Transmission of waves take place in the electromagnetic (EM) spectrum. The carrier frequency of the data is expressed in cycles per second called hertz(Hz). Low frequency signals can travel for long distances through many obstacles but can not carry a high bandwidth of date while high frequency signals can travel for shorter distances through few obstacles and carry a narrow bandwidth. Also the noise effect on the signal is inversely proportional to the power of the radio transmitter. The three broad categories of wireless media are:
1. Radio – 10 Khz to 1 Ghz. It is broken into many bands including AM, FM, and VHF bands. The Federal communications Commission (FCC) regulates the assignment of these frequencies. Frequencies for unregulated use are:
o 902-928Mhz – Cordless phones, remote controls.
o 2.4 Ghz
o 5.72-5.85 Ghz
2. Microwave
o Terrestrial – Used to link networks over long distances but the two microwave towers must have a line of sight between them. The frequency is usually 4-6GHz or 21-23GHz. Speed is often 1-10Mbps. The signal is normally encrypted for privacy. Two nodes may exist.
o Satellite – A satellite orbits at 22,300 miles above the earth which is an altitude that will cause it to stay in a fixed position relative to the rotation of the earth. This is called a geosynchronous orbit. A station on the ground will send and receive signals from the satellite. The signal can have propagation delays between 0.5 to 5 seconds due to the distances involved. The transmission frequency is normally 11-14GHz with a transmission speed in the range of 1-10Mbps.
3. Infared – Infared is just below the visible range of light between 100Ghz and 1000Thz. A light emitting diode (LED) or laser is used to transmit the signal. The signal cannot travel through objects. Light may interfere with the signal. The types of infared are
o Point to point – Transmission frequencies are 100GHz-1,000THz . Transmission is between two points and is limited to line of sight range. It is difficult to eavesdrop on the transmission. The speed is 100Kbps to 16Mbps
o broadcast – The signal is dispersed so several units may receive the signal.
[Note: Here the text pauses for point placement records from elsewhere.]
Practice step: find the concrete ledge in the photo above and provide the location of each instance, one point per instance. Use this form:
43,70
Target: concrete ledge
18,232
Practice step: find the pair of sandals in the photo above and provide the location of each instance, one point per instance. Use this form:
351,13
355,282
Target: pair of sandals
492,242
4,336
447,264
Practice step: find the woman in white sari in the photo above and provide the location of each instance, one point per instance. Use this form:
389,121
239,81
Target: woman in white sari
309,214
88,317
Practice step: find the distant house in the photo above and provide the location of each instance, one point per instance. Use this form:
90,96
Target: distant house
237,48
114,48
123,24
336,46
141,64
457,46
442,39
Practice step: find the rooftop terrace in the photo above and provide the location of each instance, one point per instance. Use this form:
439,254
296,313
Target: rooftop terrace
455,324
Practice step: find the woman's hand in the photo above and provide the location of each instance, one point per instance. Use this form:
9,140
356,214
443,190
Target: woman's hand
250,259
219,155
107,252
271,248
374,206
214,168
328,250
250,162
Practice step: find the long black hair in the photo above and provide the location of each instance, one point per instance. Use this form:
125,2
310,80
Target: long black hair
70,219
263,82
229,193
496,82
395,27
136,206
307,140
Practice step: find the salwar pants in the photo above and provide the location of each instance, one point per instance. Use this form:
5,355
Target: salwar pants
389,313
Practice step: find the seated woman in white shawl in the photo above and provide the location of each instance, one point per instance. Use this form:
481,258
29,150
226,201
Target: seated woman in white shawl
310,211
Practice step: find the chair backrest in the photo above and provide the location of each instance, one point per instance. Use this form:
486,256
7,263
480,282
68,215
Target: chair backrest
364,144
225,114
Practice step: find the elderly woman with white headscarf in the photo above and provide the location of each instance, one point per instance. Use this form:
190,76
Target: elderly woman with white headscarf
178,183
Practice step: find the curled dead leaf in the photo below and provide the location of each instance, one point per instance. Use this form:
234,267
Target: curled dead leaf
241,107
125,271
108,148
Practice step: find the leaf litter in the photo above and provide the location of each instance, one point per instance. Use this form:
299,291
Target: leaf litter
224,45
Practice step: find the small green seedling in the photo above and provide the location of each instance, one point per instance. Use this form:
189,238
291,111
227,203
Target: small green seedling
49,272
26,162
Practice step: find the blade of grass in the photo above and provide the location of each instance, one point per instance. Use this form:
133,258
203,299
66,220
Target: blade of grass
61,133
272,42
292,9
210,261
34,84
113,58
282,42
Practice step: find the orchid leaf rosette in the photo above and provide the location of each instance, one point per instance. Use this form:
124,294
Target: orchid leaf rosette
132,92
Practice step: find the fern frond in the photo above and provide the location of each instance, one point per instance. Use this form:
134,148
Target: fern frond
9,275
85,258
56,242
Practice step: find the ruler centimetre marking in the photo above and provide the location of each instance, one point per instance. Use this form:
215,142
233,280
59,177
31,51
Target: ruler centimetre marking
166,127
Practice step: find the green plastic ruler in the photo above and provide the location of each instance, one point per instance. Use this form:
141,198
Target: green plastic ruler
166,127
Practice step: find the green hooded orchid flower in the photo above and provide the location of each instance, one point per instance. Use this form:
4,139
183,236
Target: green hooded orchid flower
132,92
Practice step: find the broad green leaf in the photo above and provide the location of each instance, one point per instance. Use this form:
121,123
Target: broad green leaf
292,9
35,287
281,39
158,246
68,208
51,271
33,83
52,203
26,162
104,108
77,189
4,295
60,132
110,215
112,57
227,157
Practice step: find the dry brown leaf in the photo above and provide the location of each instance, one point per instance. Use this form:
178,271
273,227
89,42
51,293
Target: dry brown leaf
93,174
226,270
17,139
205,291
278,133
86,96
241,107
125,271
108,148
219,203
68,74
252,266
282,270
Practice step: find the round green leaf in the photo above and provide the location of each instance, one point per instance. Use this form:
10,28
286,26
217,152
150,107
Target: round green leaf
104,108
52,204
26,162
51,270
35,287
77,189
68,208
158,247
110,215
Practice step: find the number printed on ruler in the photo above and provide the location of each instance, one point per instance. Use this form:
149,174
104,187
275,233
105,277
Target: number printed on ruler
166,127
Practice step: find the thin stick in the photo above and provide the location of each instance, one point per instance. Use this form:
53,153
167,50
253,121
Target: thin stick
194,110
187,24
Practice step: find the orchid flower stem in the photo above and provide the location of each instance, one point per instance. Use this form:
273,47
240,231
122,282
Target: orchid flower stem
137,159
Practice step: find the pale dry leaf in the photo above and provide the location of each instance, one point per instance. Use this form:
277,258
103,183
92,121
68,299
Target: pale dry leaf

The unit used to disperse the signal may be reflective material or a transmitter that amplifies and retransmits the signal. Normally the speed is limited to 1Mbps. The transmission frequency is normally 100GHz-1,000THz with transmission distance in 10’s of meters. Installation is easy and cost is relatively inexpensive for wireless.
Terms:
• wireless bridge – Microwave or infared is used between two line of site points where it is difficult to run wire.
• CDPD – Cellular Digital Packet Data will allow network connections for mobile users using satellites.